Writers and readers should
enjoy a symbiotic relationship: writers write to communicate
their ideas, and readers read to obtain those ideas. The craft
of writing is concerned with achieving this happy coincidence
in the most effective way possible. Successful writers are
always aware of a contract they implicitly make with the
reader—to write in a way that is both respectful and
appropriate to the reader.
Respect for the reader is
shown by treating the reader’s time as limited and precious. A
good awareness of his audience will allow the writer to
provide an appropriate amount of information.
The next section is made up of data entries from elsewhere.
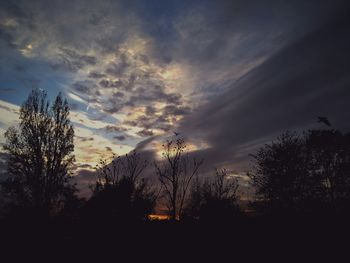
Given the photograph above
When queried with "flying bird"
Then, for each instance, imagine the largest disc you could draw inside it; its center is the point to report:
(324, 120)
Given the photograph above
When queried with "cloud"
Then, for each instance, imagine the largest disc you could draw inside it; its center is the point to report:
(309, 78)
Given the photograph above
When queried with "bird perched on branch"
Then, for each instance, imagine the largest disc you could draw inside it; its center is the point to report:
(324, 120)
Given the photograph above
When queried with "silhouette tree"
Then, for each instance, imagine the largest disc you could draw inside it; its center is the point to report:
(175, 174)
(329, 166)
(120, 192)
(215, 199)
(303, 174)
(40, 155)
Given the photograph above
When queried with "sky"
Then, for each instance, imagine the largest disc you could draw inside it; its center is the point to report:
(230, 76)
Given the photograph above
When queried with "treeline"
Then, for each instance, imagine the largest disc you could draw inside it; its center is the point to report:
(298, 174)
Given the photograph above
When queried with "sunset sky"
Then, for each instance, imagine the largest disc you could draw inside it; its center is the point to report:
(228, 75)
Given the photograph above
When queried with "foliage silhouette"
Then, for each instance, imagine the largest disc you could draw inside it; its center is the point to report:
(214, 200)
(120, 193)
(303, 174)
(40, 156)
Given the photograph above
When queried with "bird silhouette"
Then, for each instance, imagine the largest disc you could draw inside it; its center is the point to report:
(324, 120)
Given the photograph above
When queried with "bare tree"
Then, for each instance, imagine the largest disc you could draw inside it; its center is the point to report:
(175, 174)
(214, 198)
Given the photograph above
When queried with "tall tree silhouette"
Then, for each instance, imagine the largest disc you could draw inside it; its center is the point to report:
(175, 174)
(40, 154)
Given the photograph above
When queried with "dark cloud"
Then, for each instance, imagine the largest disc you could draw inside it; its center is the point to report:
(96, 75)
(145, 133)
(86, 139)
(71, 60)
(109, 149)
(111, 129)
(120, 137)
(307, 79)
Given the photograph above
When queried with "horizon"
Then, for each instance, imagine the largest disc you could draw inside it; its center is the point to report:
(229, 76)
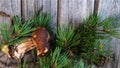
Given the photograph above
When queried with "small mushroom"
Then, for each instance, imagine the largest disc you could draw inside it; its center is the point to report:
(17, 52)
(41, 40)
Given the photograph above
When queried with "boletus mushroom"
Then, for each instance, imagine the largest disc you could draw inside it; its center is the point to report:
(41, 40)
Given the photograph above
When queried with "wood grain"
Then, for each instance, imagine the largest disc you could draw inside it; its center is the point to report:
(75, 10)
(10, 7)
(109, 8)
(31, 6)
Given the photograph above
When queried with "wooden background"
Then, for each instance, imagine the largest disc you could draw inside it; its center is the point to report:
(64, 11)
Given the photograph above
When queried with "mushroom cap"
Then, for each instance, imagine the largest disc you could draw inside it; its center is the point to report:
(41, 40)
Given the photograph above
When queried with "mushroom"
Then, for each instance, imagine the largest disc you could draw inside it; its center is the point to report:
(17, 52)
(41, 39)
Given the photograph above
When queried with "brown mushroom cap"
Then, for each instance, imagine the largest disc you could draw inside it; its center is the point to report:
(41, 40)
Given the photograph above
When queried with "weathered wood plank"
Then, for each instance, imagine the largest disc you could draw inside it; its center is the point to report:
(28, 8)
(49, 6)
(111, 8)
(75, 10)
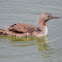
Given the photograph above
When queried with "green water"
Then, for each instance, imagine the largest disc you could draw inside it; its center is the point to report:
(31, 49)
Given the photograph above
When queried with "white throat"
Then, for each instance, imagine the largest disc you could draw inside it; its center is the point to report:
(45, 30)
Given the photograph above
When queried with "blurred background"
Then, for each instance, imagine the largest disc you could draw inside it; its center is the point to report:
(31, 49)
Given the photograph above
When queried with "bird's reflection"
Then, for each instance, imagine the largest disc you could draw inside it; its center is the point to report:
(43, 47)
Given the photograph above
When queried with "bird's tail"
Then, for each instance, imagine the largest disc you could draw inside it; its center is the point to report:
(1, 31)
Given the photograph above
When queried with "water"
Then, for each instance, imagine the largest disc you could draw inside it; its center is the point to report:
(31, 49)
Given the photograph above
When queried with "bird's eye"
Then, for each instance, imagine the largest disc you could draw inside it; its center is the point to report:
(48, 16)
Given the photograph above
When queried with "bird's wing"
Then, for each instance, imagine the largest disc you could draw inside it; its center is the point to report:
(21, 27)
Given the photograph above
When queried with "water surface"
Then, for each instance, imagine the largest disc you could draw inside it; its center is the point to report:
(44, 49)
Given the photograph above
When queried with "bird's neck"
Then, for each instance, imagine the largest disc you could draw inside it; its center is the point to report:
(42, 26)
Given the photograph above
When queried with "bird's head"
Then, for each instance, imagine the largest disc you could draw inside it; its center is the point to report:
(43, 18)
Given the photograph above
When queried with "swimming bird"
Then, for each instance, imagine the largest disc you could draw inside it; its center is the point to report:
(28, 30)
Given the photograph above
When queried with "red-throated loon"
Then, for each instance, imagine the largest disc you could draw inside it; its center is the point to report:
(22, 30)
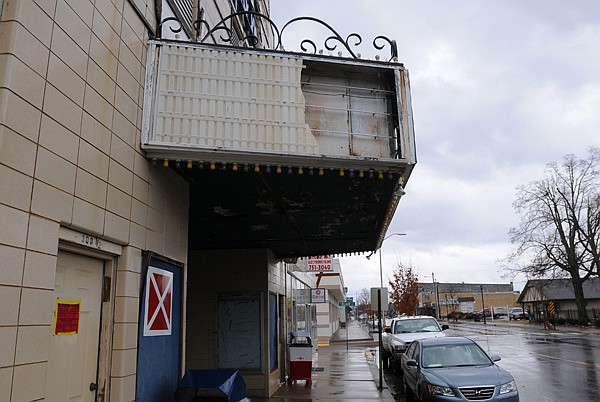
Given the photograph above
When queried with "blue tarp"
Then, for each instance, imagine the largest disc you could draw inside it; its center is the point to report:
(198, 383)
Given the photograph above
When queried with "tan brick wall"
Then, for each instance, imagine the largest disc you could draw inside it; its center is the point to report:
(71, 89)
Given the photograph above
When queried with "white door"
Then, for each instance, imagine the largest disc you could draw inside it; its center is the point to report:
(73, 351)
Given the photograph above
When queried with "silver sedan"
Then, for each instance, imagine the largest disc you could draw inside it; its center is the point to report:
(454, 369)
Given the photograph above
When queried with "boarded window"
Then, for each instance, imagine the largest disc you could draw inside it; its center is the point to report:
(238, 332)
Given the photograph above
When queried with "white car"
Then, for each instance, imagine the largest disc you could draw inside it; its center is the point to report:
(403, 331)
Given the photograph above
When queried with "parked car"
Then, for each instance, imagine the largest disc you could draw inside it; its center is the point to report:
(454, 368)
(517, 313)
(484, 312)
(403, 331)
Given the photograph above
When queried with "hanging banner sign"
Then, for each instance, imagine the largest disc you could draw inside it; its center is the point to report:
(320, 263)
(317, 295)
(66, 317)
(302, 296)
(158, 305)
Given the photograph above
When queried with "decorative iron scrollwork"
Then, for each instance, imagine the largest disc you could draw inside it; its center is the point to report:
(240, 29)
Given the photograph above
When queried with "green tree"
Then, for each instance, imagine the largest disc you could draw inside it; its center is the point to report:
(559, 229)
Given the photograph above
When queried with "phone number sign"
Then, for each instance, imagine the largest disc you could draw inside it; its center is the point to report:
(320, 263)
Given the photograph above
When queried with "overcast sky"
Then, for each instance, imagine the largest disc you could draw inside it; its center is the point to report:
(499, 89)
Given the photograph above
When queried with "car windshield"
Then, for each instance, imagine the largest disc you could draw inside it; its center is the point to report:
(416, 325)
(462, 355)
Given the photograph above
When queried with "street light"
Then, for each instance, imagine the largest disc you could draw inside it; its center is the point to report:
(379, 303)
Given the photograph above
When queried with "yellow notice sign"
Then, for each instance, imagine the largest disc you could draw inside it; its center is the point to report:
(66, 317)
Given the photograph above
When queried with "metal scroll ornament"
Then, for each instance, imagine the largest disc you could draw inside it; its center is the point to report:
(245, 27)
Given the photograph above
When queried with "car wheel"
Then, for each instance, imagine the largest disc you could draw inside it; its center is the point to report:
(410, 397)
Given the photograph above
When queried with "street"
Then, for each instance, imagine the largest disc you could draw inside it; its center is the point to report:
(553, 366)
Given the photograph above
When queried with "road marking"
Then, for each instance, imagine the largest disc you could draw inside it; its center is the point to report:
(571, 361)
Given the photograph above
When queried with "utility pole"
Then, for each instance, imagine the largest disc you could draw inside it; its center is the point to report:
(483, 304)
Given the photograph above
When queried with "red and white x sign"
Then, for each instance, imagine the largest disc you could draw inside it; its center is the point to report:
(158, 303)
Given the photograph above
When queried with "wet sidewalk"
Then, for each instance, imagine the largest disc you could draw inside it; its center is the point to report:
(345, 370)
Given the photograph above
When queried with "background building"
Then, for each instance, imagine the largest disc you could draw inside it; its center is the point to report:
(466, 297)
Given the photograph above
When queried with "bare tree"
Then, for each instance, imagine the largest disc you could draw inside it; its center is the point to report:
(405, 289)
(558, 235)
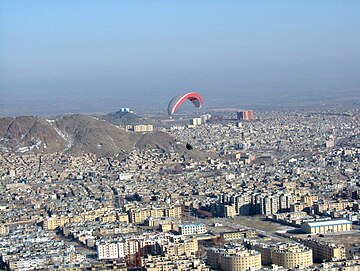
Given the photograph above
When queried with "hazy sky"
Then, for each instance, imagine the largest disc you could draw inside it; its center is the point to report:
(65, 56)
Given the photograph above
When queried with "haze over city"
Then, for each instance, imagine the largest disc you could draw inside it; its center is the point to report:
(95, 56)
(179, 135)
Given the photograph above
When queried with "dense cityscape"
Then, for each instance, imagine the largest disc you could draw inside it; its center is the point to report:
(269, 190)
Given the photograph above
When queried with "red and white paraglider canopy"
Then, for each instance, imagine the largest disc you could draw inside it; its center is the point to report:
(194, 97)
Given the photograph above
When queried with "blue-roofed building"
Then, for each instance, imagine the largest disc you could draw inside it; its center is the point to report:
(326, 226)
(190, 229)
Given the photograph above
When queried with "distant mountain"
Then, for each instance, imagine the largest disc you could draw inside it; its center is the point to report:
(29, 134)
(77, 134)
(86, 134)
(126, 118)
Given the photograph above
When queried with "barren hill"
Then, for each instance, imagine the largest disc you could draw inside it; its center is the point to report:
(77, 134)
(126, 118)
Too little
information will leave the reader confused, and too much will
leave the reader exasperated.
Your writing changes
depending on whether you are writing for an expert or a novice
in the subject. For the novice, the writer will often need to
present more background information and to be careful not to
use specialized terminology without defining them clearly.
An expert usually needs
neither of these courtesies and would probably be insulted by
their inclusion. As writers, we need to constantly ask the
questions: “Who am I writing for?” and “Is this necessary?”
My high school English
teacher’s favourite exhortation was: “Don’t tell me that water
is wet!” I’ve tried to always keep that in mind and to check
if what I have included is doing effective work. Thank you for
reading, and, if what you’ve read is old hat, please accept my
apologies for trying to tell you that water is wet.